The robots are coming to take our jobs. Let's find out which direction they're coming from and line up the courier drivers as our human shields.
Except for Simon. I just met Simon the courier driver. He's the only one who deserves to be saved from the robots.
There is a fortune to be made in giving the courier industry a shake up. It's not rocket science. All you do is take the Uber app - this shouldn't be difficult given how good courier companies are at taking other people's things - and modify it for courier drivers.
Alert! A notification pops up on your phone. A parcel has arrived for you. Please choose from the following times when you would like it delivered.
Please, God, tell me someone in New Zealand Post has thought of this as a way to save the company from its own inability to deliver parcels at a time suiting the customer, no doubt in some way contributing to the loss of 500 jobs.
The robots are coming for NZ Post. Anyone who suggests we pour money into NZ Post to keep it the way it is gets to join the courier drivers in the human shield.
I love the thought of six-day-a-week mail delivery but the bills that arrive once a month, the quarterly rates and the annual birthday card from Aunty Ngita don't justify the cost.
The robots came for the horse and cart drivers in the 1920s, they came for the telephone switchboard operators in the 1960s, they're busy feasting on check-out operators right now.
They're coming to take 46 per cent of the jobs we do.
The robots sound terrifying but their arrival isn't a bad thing.

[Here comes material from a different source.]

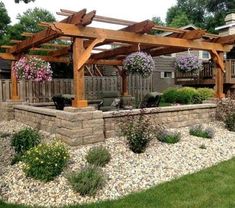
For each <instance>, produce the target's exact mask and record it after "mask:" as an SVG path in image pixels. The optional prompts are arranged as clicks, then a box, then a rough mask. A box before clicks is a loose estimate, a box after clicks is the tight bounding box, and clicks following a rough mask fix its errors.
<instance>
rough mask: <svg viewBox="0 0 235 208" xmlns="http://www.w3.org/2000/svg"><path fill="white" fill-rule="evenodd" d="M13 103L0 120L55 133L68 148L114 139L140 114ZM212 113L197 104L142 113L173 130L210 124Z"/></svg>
mask: <svg viewBox="0 0 235 208" xmlns="http://www.w3.org/2000/svg"><path fill="white" fill-rule="evenodd" d="M15 104H16V103H5V104H1V106H0V112H1V117H2V120H3V119H5V120H12V119H15V120H16V121H19V122H22V123H25V124H27V125H29V126H31V127H33V128H37V129H40V130H44V131H47V132H49V133H51V134H56V135H57V136H58V138H61V139H62V140H63V141H64V142H65V143H67V144H68V145H71V146H79V145H84V144H90V143H97V142H102V141H104V140H105V138H109V137H115V136H118V133H119V132H120V129H119V122H120V120H123V119H124V120H125V118H126V117H127V116H129V115H131V116H138V115H140V113H141V111H143V110H140V109H134V110H120V111H111V112H102V111H98V110H95V108H93V107H87V108H84V109H77V108H72V107H66V108H65V109H64V111H59V110H55V109H50V108H46V107H35V106H29V105H15ZM215 112H216V104H198V105H181V106H171V107H158V108H148V109H145V110H144V111H143V114H144V116H146V117H147V118H148V119H149V120H150V123H151V124H153V125H157V124H160V125H164V126H165V127H169V128H177V127H183V126H190V125H194V124H198V123H206V122H209V121H213V120H214V119H215Z"/></svg>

Why spend eight hours developing carpal tunnel syndrome from scanning item after item at the check out?
Instead, you can spend eight hours monitoring the suckers scanning their own groceries and only interact to demand their IDs when, yes, you know they've been buying liquor legally for 20 years but you just didn't like the cut of their jib.
Sure, there will be fewer check-out jobs, but there will always be jobs.
Just ask Mercedes. It turned out you can't make bespoke cars with robots alone, so you have to hire some people to do the fiddly bits.
When the robots come, I'm saving Simon. Simon is the only decent and kind human in the courier business.
He popped his smiling face over my fence and told me he had a plan so I wouldn't have to miss my parcel next time.
If it suited me, he was going to put the next parcel just here, even if I wasn't home.
That's what he did next time.
But, I might not need to save Simon from the robots.
He's probably going to invent the app that saves the courier business.